I don't see how this is so difficult for you to understand. Light from the Sun is scattered in all directions by the atoms and molecules in the Earth's atmosphere. These rays are also refracted as they pass from the vacuum through the atmosphere, and they continue to be refracted and scattered as they pass through different temperature and density gradients. The ones that intersect your eyes form an image on your retina or whatever.
If what you described actually occurred, light of different wavelengths would refract at different angles and the Earth would have a terminator rainbow. I don't see rainbows at every dusk and dawn, so you must be incorrect. Dusk and dawn light still contains all wavelengths that are uniformly distributed.
Not so,
The sky is blue (generally) durring the day due to different wavelengths being more prone to scattering than others in the atmosphere.
When the sun gets strongly "off angle" and the light is traveling over longer paths a different kind of scattering occurs. I'd go more into detail but its damn late. You can wiki "sunset" and it goes into the different scattering types that occur. I even think wiki at this point goes into some of the math and physics for the different scattering types. Otherwise your local library should have a physics book and most of them cover this to at least some degree.
I think this is the experiment you were being asked to try:
http://scifun.chem.wisc.edu/HOMEEXPTS/BlueSky.htmlhttp://www.webexhibits.org/causesofcolor/14F.htmland a host of other examples.
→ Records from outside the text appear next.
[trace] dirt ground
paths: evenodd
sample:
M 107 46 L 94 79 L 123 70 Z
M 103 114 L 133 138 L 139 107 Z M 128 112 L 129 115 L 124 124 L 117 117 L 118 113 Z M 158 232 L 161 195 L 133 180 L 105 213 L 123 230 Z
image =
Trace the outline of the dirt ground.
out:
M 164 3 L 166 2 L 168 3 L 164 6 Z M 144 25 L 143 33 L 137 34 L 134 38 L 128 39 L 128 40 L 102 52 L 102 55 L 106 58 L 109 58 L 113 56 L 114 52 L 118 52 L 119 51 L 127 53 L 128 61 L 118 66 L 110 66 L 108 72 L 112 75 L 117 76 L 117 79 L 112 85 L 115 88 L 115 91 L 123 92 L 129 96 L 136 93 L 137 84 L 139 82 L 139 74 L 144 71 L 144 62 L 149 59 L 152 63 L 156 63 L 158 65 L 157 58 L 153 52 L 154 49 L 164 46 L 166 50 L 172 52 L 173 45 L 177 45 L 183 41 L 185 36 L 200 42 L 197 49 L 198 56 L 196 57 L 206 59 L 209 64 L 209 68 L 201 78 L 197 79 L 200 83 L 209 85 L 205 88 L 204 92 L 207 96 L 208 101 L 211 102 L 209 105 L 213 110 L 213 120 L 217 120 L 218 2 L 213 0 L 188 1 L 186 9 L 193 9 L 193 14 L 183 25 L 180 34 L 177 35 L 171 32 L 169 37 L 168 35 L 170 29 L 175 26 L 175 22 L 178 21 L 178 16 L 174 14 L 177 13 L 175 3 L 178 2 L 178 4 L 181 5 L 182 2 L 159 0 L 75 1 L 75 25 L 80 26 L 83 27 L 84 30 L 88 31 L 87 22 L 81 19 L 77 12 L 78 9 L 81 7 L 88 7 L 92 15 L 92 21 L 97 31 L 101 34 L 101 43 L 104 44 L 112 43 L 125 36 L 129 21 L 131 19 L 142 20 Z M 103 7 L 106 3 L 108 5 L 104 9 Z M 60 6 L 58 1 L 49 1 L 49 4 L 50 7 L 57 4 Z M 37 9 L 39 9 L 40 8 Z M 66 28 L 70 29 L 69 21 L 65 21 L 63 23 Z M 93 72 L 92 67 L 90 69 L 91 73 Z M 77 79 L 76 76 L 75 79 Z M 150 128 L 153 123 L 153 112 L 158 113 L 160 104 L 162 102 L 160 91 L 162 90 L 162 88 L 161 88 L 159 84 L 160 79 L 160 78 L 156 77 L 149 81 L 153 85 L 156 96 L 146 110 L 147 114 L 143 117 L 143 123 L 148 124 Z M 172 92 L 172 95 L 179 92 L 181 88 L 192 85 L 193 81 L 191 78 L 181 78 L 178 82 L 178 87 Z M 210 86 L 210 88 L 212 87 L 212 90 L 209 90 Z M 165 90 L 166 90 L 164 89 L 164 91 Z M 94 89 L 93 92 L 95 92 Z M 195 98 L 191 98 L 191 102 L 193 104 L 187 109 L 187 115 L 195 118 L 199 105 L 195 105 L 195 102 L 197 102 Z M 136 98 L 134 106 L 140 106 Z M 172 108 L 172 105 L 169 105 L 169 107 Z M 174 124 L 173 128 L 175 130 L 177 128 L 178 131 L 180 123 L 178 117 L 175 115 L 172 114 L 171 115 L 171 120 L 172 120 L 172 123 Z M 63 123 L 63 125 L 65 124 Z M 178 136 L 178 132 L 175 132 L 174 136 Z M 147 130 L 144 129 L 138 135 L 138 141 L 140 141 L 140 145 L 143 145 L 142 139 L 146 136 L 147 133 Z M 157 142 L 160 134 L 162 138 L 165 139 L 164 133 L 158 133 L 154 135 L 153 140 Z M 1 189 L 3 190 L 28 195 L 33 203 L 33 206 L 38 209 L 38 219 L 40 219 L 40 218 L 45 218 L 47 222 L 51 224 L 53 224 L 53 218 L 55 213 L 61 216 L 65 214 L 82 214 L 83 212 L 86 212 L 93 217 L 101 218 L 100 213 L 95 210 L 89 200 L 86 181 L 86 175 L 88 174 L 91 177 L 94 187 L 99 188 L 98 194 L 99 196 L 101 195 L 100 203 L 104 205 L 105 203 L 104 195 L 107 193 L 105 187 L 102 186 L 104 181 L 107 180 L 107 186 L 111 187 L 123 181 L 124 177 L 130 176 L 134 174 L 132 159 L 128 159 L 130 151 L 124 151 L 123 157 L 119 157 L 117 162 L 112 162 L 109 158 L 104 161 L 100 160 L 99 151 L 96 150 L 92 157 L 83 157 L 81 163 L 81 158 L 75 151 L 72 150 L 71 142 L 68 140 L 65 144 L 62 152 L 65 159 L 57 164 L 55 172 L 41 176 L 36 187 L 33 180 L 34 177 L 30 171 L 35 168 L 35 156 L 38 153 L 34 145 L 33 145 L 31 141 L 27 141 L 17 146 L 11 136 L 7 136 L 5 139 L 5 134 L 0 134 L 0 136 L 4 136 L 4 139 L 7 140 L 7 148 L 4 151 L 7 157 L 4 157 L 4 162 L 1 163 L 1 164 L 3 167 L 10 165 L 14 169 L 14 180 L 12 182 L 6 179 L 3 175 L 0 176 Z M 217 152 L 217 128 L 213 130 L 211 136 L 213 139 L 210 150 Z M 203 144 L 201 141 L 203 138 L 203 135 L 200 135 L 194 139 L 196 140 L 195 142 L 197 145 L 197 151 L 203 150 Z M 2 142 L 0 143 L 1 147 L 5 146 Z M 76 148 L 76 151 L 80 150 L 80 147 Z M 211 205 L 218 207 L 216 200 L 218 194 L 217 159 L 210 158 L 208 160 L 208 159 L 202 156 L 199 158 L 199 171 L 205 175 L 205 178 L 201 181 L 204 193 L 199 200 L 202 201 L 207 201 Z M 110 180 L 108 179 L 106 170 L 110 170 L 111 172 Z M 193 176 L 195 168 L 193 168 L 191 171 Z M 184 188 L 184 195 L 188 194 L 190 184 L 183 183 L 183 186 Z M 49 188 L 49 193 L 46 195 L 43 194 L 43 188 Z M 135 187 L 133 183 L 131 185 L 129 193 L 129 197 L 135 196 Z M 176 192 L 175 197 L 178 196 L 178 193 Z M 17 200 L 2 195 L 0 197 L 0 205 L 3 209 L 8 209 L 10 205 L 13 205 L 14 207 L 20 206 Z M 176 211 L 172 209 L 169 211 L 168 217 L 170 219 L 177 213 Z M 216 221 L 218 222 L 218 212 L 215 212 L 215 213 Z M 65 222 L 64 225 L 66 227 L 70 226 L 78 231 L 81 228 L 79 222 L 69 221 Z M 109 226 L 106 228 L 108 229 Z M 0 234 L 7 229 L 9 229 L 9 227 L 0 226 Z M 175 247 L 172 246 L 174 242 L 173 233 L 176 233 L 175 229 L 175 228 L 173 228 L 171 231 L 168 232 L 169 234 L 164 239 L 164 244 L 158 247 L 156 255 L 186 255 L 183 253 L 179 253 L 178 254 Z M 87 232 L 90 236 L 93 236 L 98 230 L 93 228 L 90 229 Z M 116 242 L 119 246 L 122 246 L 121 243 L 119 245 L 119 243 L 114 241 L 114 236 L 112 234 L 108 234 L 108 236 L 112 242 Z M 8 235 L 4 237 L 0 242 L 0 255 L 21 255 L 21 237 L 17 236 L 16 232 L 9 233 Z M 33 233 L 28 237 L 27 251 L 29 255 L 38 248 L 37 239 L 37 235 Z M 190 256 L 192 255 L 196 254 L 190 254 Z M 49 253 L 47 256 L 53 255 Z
It's pretty straight forward, so is the math and reproducibility. Not sure how we started talking about lasers and if they have a perfect uniform wave (they don't but they get close enough for most practical applications). In a nutshell, higher wavelengths are more prone to scatter, thus when you get a sunset, the scattering filters much of the higher frequencies leaving you with the orange and red hues that blend outward with the blue to give you a purple go between region.
I really don't get what aspect of this eludes you Irush, but you seem to be ignoring a lot of what is being presented and that combined with making comments about "winning" certainly paints you as a troll.
On a side note, I am curious how sky color changes are explained in the FE model. The RE theory for color shifts is pretty well backed up and repeatable both in math and simple and complex experiments and testing. The FE model (from most of what I've read) suggests a "spotlight" approach, I do not currently see an easy way for this to account for the color shift due to a combination of the idea of a spot light and how close to the earth the sun is estimated to be (according to what I've been told on this forum).